There is another account that goes like this: That when the Europeans first arrived on our shores, they encountered a man called Kambi Sanneh of Nuimi, who, when asked about the name of the territory, thought the westerners wanted to know the name of the nearby settlement and responded “Kambiya” which in Mandinka means Kambi’s homestead or residence. Now is the name Kambi, Mandinka or some other ethnic group? We have the Kambi family in Kiang but also in Kombo specifically in Busumbala (or Busi abala of Jata Sangsang). Two other competing theses are also being advance. One was that of Kambi Jassey of Kartong and the other Kambi Jatta of Busumbala. We may never agree on the real Kambi who gave us Kambiya but I am betting on Kambi Jatta for many reasons beyond the scope of this piece.

The land we know as Gambia today was called Gambra including the river. Richard Jobson who sailed to our region between 1620 and 1621 published his memoir of his journey and titled it “The Discovery of River Gambra”. This memoir is one of the earliest sources on the area.

August 10, 1889: The birth of geopolitical Gambia

In order to avoid conflicts between the French and the English, series of meetings held in Paris in April of 1889 and on August 10, 1889 an agreement was reached to draw up the boundary. An earlier such meeting was held in 1882 but failed to materialize because the French Chamber of Deputies refused to ratify the convention but in 1889, the Chamber approved the convention and hence the demarcation of the boundary.

The final agreement was that the British “should have occupation rights to the banks of the Gambia six miles north and south of the river as far inland as Yarbutenda; there, the eastern boundary of the Gambia was to be the arc of a six-mile radius drawn from the center of the town.”

Another convention held in 1901, further affected the 1889 boundary and Gambia lost territory and we renegotiated the boundary in the 1970s. The current shape of the Gambia was drawn by Mr. Bayol, French Governor of Senegal. He drew the lines in pencil on a map in 1889 and it stuck. The Administrator of Gambia in 1889, Sir Gilbert Thomas Carter was ignored by the 1889 convention delegation to Paris insisting that more land should be requested by the British and unfortunately, Casamance which was historically part of the riverine “Gambian” territory was deliberately carved out by Mr. Bayol and that is how Casamance became French territory.

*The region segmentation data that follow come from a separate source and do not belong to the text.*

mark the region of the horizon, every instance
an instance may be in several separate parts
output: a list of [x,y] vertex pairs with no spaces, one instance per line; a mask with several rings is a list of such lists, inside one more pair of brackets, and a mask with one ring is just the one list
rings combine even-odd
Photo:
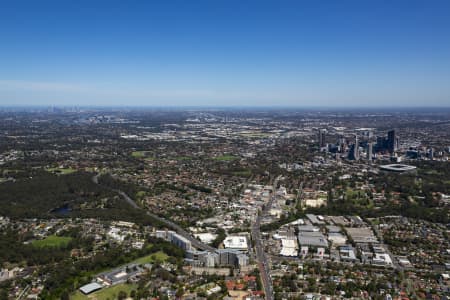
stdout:
[[450,107],[449,9],[11,2],[0,106]]

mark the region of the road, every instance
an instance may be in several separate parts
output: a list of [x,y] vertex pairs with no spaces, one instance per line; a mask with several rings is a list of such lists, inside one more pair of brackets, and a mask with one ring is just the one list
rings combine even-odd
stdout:
[[[92,177],[92,181],[94,183],[96,183],[96,184],[99,184],[98,183],[98,176],[99,176],[99,174],[97,174],[94,177]],[[133,199],[131,199],[130,196],[128,196],[125,192],[123,192],[121,190],[116,190],[116,189],[111,189],[111,190],[113,190],[113,191],[117,192],[119,195],[121,195],[123,197],[123,199],[125,199],[125,201],[127,201],[132,207],[134,207],[136,209],[144,210],[142,207],[137,205],[136,202]],[[174,222],[172,222],[170,220],[161,218],[158,215],[155,215],[154,213],[151,213],[149,211],[145,211],[145,213],[147,215],[149,215],[150,217],[152,217],[152,218],[158,220],[159,222],[163,223],[167,227],[172,228],[173,230],[175,230],[179,235],[181,235],[182,237],[184,237],[187,240],[189,240],[193,247],[195,247],[197,249],[200,249],[200,250],[207,250],[207,251],[216,251],[217,250],[214,247],[211,247],[209,245],[206,245],[206,244],[200,242],[199,240],[197,240],[195,237],[193,237],[189,232],[184,230],[178,224],[175,224]]]
[[255,250],[256,250],[256,259],[258,260],[259,265],[259,273],[261,276],[261,281],[264,288],[264,294],[266,295],[266,300],[273,300],[274,293],[272,287],[272,280],[269,276],[269,262],[267,260],[266,253],[264,252],[264,245],[261,241],[261,218],[267,214],[270,207],[272,206],[273,201],[275,200],[275,191],[278,184],[277,177],[273,183],[273,193],[270,197],[269,202],[265,205],[264,209],[261,213],[256,217],[255,223],[252,225],[252,239],[255,241]]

Happy birthday Gambia because it was on this day 132 years ago, that the concept of a geopolitical entity called Gambia was hatched ignoring the inhabitants of the big fourteen states. A policy of gradual encroachment was recommended with the traditional kings and the rest is history when in 1901, Fulladu, the last state fell and the British raised their flags from Koina to Kartong.